Chen Yanyan, Xiao Shuyuan, Zhao Qiu
Department of Pathology, Zhongnan Hospital of Wuhan University, China.
Department of Pathology, University of Chicago, USA.
Pathology. 2025 Feb;57(1):57-64. doi: 10.1016/j.pathol.2024.07.005. Epub 2024 Sep 25.

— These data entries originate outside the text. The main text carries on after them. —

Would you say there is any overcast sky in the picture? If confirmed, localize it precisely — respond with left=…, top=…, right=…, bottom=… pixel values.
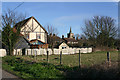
left=2, top=0, right=118, bottom=37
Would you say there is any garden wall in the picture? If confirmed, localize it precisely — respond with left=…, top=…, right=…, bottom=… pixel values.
left=14, top=48, right=92, bottom=55
left=0, top=48, right=92, bottom=57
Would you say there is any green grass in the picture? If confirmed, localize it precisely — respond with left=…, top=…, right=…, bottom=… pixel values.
left=17, top=51, right=118, bottom=67
left=2, top=51, right=118, bottom=80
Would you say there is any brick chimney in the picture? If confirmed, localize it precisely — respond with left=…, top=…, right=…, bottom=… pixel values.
left=62, top=35, right=64, bottom=39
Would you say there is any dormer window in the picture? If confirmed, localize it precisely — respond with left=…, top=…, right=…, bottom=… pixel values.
left=37, top=34, right=40, bottom=39
left=26, top=34, right=29, bottom=39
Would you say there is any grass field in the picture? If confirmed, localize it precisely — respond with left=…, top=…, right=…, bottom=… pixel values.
left=2, top=51, right=119, bottom=80
left=17, top=51, right=118, bottom=67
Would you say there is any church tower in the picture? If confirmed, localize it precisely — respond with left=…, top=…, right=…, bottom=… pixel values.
left=67, top=27, right=74, bottom=38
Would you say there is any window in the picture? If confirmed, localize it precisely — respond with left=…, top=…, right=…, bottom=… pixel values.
left=37, top=34, right=40, bottom=39
left=26, top=34, right=29, bottom=39
left=62, top=47, right=66, bottom=49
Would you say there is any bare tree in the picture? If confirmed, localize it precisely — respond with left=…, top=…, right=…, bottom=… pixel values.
left=83, top=16, right=117, bottom=46
left=2, top=9, right=26, bottom=55
left=46, top=25, right=58, bottom=54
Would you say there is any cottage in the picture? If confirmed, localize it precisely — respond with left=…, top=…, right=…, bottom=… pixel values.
left=15, top=16, right=47, bottom=43
left=13, top=16, right=48, bottom=48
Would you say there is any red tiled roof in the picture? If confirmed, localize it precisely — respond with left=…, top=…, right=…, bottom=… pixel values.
left=30, top=39, right=46, bottom=44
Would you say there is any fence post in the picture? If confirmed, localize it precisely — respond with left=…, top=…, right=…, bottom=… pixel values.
left=79, top=50, right=81, bottom=68
left=107, top=52, right=110, bottom=66
left=47, top=50, right=49, bottom=62
left=60, top=51, right=62, bottom=65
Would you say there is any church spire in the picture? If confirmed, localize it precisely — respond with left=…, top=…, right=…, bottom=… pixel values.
left=70, top=27, right=72, bottom=33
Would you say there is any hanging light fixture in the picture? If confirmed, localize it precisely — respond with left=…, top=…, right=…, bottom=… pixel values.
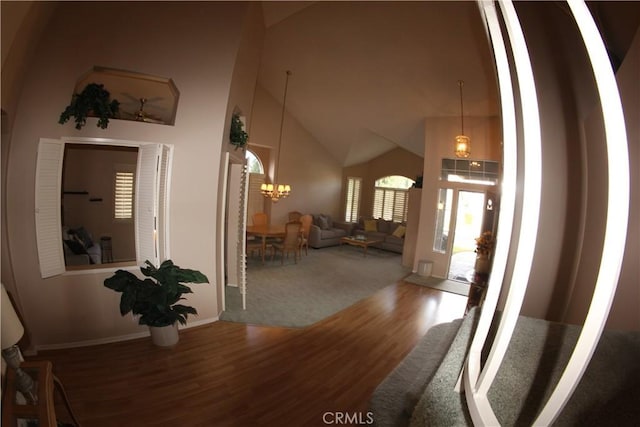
left=260, top=70, right=291, bottom=203
left=455, top=80, right=471, bottom=157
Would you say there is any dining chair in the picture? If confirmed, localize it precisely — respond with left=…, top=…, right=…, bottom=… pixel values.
left=271, top=221, right=302, bottom=264
left=289, top=211, right=302, bottom=221
left=246, top=236, right=271, bottom=256
left=300, top=214, right=313, bottom=255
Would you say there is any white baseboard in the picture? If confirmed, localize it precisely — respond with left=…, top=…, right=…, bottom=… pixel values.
left=34, top=316, right=220, bottom=355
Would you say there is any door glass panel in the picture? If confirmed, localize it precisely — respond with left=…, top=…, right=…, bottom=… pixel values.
left=449, top=190, right=484, bottom=282
left=433, top=188, right=453, bottom=254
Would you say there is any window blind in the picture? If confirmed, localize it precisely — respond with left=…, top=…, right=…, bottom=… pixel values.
left=35, top=138, right=65, bottom=279
left=345, top=177, right=362, bottom=222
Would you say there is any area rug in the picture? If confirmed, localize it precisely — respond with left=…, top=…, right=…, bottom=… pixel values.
left=404, top=273, right=469, bottom=297
left=220, top=245, right=410, bottom=328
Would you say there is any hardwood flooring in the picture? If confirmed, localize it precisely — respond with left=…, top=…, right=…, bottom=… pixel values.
left=31, top=281, right=466, bottom=427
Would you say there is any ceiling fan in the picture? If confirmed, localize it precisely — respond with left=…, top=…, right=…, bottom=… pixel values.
left=122, top=94, right=165, bottom=125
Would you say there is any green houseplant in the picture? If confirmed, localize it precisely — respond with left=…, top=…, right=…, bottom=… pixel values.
left=229, top=113, right=249, bottom=150
left=58, top=83, right=120, bottom=130
left=104, top=260, right=209, bottom=346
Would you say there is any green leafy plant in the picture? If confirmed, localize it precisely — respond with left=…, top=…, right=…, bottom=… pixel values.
left=58, top=83, right=120, bottom=130
left=229, top=113, right=249, bottom=150
left=104, top=260, right=209, bottom=327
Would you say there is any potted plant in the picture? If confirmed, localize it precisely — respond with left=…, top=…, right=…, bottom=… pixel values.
left=229, top=113, right=249, bottom=150
left=104, top=260, right=209, bottom=347
left=58, top=83, right=120, bottom=130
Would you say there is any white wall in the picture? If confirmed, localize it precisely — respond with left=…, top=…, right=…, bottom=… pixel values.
left=6, top=2, right=254, bottom=352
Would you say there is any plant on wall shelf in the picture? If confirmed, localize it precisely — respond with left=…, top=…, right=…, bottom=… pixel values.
left=229, top=113, right=249, bottom=150
left=58, top=83, right=120, bottom=130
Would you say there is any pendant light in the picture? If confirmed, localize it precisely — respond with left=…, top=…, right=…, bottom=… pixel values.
left=455, top=80, right=471, bottom=158
left=260, top=70, right=291, bottom=203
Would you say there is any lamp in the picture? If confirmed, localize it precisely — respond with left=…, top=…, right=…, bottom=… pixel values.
left=455, top=80, right=471, bottom=157
left=260, top=70, right=291, bottom=203
left=1, top=285, right=37, bottom=403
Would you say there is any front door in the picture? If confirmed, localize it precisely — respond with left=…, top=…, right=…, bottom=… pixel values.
left=447, top=190, right=485, bottom=282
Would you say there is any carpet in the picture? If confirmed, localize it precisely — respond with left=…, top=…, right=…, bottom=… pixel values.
left=220, top=245, right=410, bottom=328
left=404, top=273, right=469, bottom=297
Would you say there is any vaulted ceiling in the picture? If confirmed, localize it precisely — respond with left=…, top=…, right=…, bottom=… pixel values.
left=258, top=1, right=640, bottom=166
left=258, top=1, right=498, bottom=166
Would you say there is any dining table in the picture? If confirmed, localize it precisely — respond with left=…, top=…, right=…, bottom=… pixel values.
left=247, top=224, right=285, bottom=264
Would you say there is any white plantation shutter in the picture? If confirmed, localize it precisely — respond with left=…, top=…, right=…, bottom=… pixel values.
left=35, top=139, right=65, bottom=278
left=113, top=171, right=135, bottom=219
left=134, top=144, right=162, bottom=266
left=345, top=177, right=362, bottom=222
left=373, top=188, right=409, bottom=222
left=392, top=190, right=409, bottom=222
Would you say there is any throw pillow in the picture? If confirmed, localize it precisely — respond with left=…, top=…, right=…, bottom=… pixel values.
left=318, top=215, right=329, bottom=230
left=393, top=225, right=407, bottom=238
left=364, top=219, right=378, bottom=231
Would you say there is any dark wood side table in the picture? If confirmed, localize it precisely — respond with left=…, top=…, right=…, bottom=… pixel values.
left=2, top=360, right=80, bottom=427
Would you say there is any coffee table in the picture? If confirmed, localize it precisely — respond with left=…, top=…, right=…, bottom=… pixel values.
left=340, top=237, right=382, bottom=257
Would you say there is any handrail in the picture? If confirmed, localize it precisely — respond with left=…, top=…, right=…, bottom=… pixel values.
left=464, top=0, right=518, bottom=425
left=463, top=0, right=630, bottom=425
left=535, top=0, right=630, bottom=425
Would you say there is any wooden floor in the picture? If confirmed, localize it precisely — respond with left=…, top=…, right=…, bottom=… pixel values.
left=31, top=282, right=466, bottom=427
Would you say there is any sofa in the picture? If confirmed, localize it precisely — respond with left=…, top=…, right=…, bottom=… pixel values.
left=309, top=214, right=353, bottom=249
left=351, top=218, right=407, bottom=254
left=62, top=226, right=102, bottom=266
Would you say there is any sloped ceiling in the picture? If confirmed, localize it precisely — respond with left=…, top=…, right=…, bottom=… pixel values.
left=258, top=1, right=498, bottom=166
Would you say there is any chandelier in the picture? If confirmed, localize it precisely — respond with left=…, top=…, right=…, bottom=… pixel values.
left=260, top=70, right=291, bottom=203
left=455, top=80, right=471, bottom=157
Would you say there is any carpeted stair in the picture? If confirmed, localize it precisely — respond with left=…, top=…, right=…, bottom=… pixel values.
left=370, top=310, right=640, bottom=427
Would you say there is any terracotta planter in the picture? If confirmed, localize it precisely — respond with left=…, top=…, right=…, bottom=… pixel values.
left=149, top=323, right=180, bottom=348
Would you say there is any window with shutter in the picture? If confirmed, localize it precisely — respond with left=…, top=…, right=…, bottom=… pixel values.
left=344, top=177, right=362, bottom=222
left=113, top=171, right=135, bottom=220
left=35, top=139, right=172, bottom=278
left=373, top=175, right=414, bottom=222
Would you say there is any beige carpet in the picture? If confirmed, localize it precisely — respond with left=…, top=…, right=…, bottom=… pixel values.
left=404, top=273, right=469, bottom=296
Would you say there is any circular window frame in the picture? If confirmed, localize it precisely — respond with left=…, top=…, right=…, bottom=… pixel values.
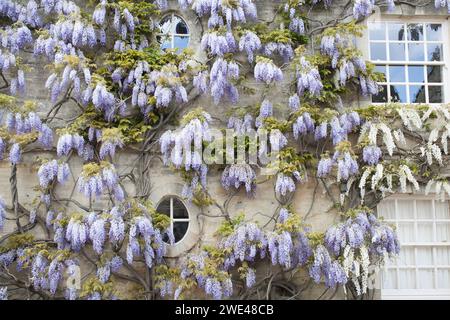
left=156, top=11, right=192, bottom=52
left=156, top=194, right=192, bottom=247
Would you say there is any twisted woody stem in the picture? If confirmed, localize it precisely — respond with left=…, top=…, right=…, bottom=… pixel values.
left=9, top=164, right=22, bottom=233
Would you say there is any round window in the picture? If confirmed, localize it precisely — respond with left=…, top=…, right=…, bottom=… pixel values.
left=156, top=196, right=189, bottom=243
left=157, top=14, right=190, bottom=53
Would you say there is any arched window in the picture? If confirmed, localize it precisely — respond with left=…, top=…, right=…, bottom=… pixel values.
left=157, top=14, right=190, bottom=53
left=156, top=196, right=189, bottom=243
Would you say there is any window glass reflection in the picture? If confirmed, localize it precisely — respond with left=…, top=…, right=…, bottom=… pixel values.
left=390, top=85, right=408, bottom=103
left=370, top=43, right=386, bottom=60
left=389, top=66, right=406, bottom=82
left=428, top=86, right=442, bottom=103
left=409, top=86, right=426, bottom=103
left=408, top=66, right=425, bottom=82
left=408, top=43, right=425, bottom=61
left=427, top=43, right=442, bottom=61
left=389, top=43, right=405, bottom=61
left=408, top=23, right=424, bottom=41
left=426, top=24, right=442, bottom=41
left=387, top=23, right=405, bottom=40
left=369, top=23, right=386, bottom=40
left=427, top=66, right=442, bottom=82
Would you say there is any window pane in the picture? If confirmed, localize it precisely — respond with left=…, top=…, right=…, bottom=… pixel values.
left=396, top=247, right=415, bottom=266
left=369, top=23, right=386, bottom=40
left=174, top=36, right=189, bottom=51
left=434, top=201, right=450, bottom=219
left=436, top=247, right=450, bottom=266
left=399, top=269, right=416, bottom=289
left=175, top=21, right=188, bottom=34
left=416, top=199, right=433, bottom=219
left=428, top=86, right=442, bottom=103
left=416, top=247, right=433, bottom=266
left=389, top=43, right=405, bottom=61
left=372, top=86, right=387, bottom=103
left=391, top=85, right=408, bottom=103
left=173, top=198, right=189, bottom=218
left=375, top=65, right=386, bottom=80
left=427, top=66, right=442, bottom=82
left=389, top=66, right=406, bottom=82
left=409, top=86, right=426, bottom=103
left=156, top=198, right=170, bottom=217
left=397, top=199, right=414, bottom=219
left=417, top=269, right=434, bottom=289
left=427, top=43, right=442, bottom=61
left=426, top=23, right=442, bottom=41
left=377, top=200, right=395, bottom=220
left=388, top=23, right=405, bottom=40
left=383, top=269, right=397, bottom=289
left=408, top=43, right=425, bottom=61
left=417, top=222, right=433, bottom=242
left=436, top=222, right=450, bottom=242
left=173, top=222, right=189, bottom=242
left=398, top=222, right=415, bottom=243
left=437, top=269, right=450, bottom=289
left=408, top=66, right=425, bottom=83
left=408, top=24, right=423, bottom=41
left=370, top=43, right=386, bottom=60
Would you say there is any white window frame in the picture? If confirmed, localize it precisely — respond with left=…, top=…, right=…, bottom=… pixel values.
left=357, top=15, right=450, bottom=105
left=379, top=194, right=450, bottom=300
left=157, top=12, right=191, bottom=50
left=156, top=195, right=191, bottom=245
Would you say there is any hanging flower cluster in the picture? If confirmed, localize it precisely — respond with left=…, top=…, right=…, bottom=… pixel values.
left=222, top=163, right=256, bottom=194
left=239, top=30, right=261, bottom=63
left=99, top=128, right=123, bottom=160
left=159, top=108, right=211, bottom=199
left=78, top=161, right=125, bottom=201
left=296, top=56, right=323, bottom=96
left=209, top=58, right=239, bottom=104
left=186, top=0, right=257, bottom=29
left=126, top=204, right=173, bottom=268
left=0, top=112, right=53, bottom=164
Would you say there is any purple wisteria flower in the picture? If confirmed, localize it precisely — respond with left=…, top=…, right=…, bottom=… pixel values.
left=192, top=71, right=208, bottom=93
left=292, top=112, right=315, bottom=139
left=296, top=56, right=323, bottom=96
left=209, top=58, right=239, bottom=104
left=0, top=287, right=8, bottom=300
left=275, top=173, right=295, bottom=196
left=239, top=30, right=261, bottom=63
left=222, top=164, right=256, bottom=194
left=317, top=156, right=333, bottom=178
left=353, top=0, right=375, bottom=19
left=333, top=151, right=359, bottom=181
left=289, top=17, right=305, bottom=34
left=289, top=93, right=300, bottom=111
left=9, top=143, right=22, bottom=164
left=255, top=99, right=273, bottom=128
left=201, top=31, right=237, bottom=57
left=309, top=245, right=348, bottom=288
left=0, top=197, right=6, bottom=230
left=219, top=223, right=267, bottom=270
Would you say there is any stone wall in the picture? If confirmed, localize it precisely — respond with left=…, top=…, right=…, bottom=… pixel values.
left=0, top=0, right=445, bottom=299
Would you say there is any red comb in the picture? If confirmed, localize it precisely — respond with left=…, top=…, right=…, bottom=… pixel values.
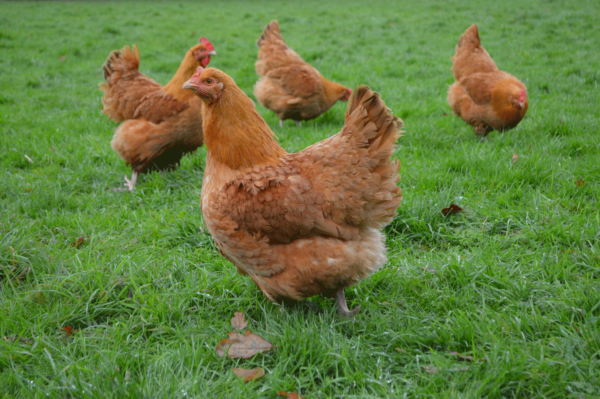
left=200, top=37, right=215, bottom=51
left=192, top=67, right=204, bottom=78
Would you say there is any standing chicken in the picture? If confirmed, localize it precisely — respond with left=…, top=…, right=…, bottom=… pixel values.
left=100, top=37, right=217, bottom=191
left=184, top=68, right=403, bottom=317
left=254, top=21, right=352, bottom=126
left=448, top=24, right=528, bottom=138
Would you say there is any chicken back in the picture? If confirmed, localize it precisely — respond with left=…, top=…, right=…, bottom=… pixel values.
left=254, top=21, right=352, bottom=123
left=182, top=68, right=403, bottom=316
left=100, top=38, right=216, bottom=191
left=448, top=24, right=529, bottom=137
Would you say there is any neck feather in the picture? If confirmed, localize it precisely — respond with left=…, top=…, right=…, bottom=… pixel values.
left=202, top=86, right=287, bottom=170
left=163, top=51, right=198, bottom=100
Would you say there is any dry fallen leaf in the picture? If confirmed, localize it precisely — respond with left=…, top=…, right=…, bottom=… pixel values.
left=423, top=365, right=440, bottom=374
left=216, top=330, right=273, bottom=359
left=231, top=312, right=248, bottom=330
left=63, top=326, right=78, bottom=336
left=448, top=351, right=487, bottom=362
left=71, top=237, right=85, bottom=248
left=277, top=391, right=304, bottom=399
left=231, top=367, right=265, bottom=382
left=2, top=335, right=33, bottom=344
left=442, top=204, right=464, bottom=216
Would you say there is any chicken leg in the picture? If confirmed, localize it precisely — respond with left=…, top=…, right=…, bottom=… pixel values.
left=335, top=288, right=360, bottom=318
left=124, top=171, right=137, bottom=192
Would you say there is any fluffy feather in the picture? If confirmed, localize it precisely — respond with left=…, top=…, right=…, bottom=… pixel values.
left=100, top=38, right=216, bottom=190
left=180, top=68, right=403, bottom=313
left=448, top=24, right=529, bottom=137
left=254, top=21, right=352, bottom=121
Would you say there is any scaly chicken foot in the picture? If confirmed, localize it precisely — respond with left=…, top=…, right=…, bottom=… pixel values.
left=123, top=172, right=137, bottom=192
left=335, top=288, right=360, bottom=319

Behçet disease (BD), enterocolic lymphocytic phlebitis (ELP), idiopathic myointimal hyperplasia of mesenteric veins (IMHMV), and mesenteric arteriovenous dysplasia/vasculopathy (MAVD/V) are rare vascular diseases (VDs) that cause bowel ischaemia, often presenting with a histological pattern resembling chronic enteritis, leading to diagnostic confusion with Crohn disease (CD). In this retrospective study, we compared the clinical and pathological characteristics of these VDs with those of CD. The study cohort comprised 13 patients misdiagnosed with CD but later identified as having VDs, including five, three, two, and three patients with BD, ELP, IMHMV, and MAVD/V, respectively. Moreover, 15 patients diagnosed with CD served as the control group. Data on disease history, patient demographics, symptoms and signs, endoscopic findings, clinical diagnosis, and follow-up status were collected, and the histological features of VDs were compared with those of CD. Despite substantial overlap in clinical and pathological characteristics between VDs and CD, several histological features were helpful in differentiating the two conditions. Intestinal stenosis, multisegmental disease, transmural inflammation, inflammatory polyps, submucosal lymphangiectasia, intramural abscesses, and epithelioid granulomas were significantly more frequent in patients with CD (p<0.001). In contrast, toxic ischaemic changes and vascular lesions were significantly more frequent in patients with VDs (p<0.001). The location of diseased vessels varied widely in patients with VDs, whereas vascular changes were limited to areas with more severe inflammation in those with CD. Furthermore, inflammatory cells within diseased vessels exhibited a polarised distribution in cases of CD, manifesting in two distinct patterns: pattern 1, where the inflammatory cells are densely populated in the outer layer of the vessel wall and sparsely populated in the inner layer; pattern 2, where the inflammatory cells are densely populated on the side with the ulcer and sparsely populated on the opposite side. Vascular occlusion, which was observed in all patients with VDs, was rare in those with CD. In summary, VDs and CD can be distinguished through careful histological analysis, particularly focusing on characteristics of vascular changes, in combination with medical history.
白塞病(BD)、肠结肠淋巴细胞性静脉炎(ELP)、肠系膜静脉特发性肌内膜增生(IMHMV)和肠系膜动静脉发育异常/血管病变(MAVD/V)是罕见的血管疾病(VDs),可导致肠道缺血,常表现出类似于慢性肠炎的组织学模式,从而导致与克罗恩病(CD)的诊断混淆。在这项回顾性研究中,我们比较了这些VDs与CD的临床和病理特征。研究队列包括13例最初被误诊为CD但后来确诊为VDs的患者,其中分别有5例、3例、2例和3例患者患有BD、ELP、IMHMV和MAVD/V。此外,15例诊断为CD的患者作为对照组。收集了疾病史、患者人口统计学资料、症状和体征、内镜检查结果、临床诊断和随访状态的数据,并比较了VDs和CD的组织学特征。尽管VDs和CD在临床和病理特征上有大量重叠,但一些组织学特征有助于区分这两种情况。肠道狭窄、多节段疾病、透壁性炎症、炎性息肉、黏膜下淋巴管扩张、壁内脓肿和上皮样肉芽肿在CD患者中明显更常见(p<0.001)。相比之下,毒性缺血性改变和血管病变在VDs患者中明显更常见(p<0.001)。VDs患者病变血管的位置差异很大,而CD患者的血管变化仅限于炎症更严重的区域。此外,在CD病例中,病变血管内的炎症细胞呈极化分布,表现为两种不同模式:模式1,炎症细胞在血管壁外层密集分布,在内层稀疏分布;模式2,炎症细胞在溃疡侧密集分布,在对侧稀疏分布。血管闭塞在所有VDs患者中均有观察到,而在CD患者中很少见。总之,通过仔细的组织学分析,特别是关注血管变化的特征,并结合病史,可以区分VDs和CD。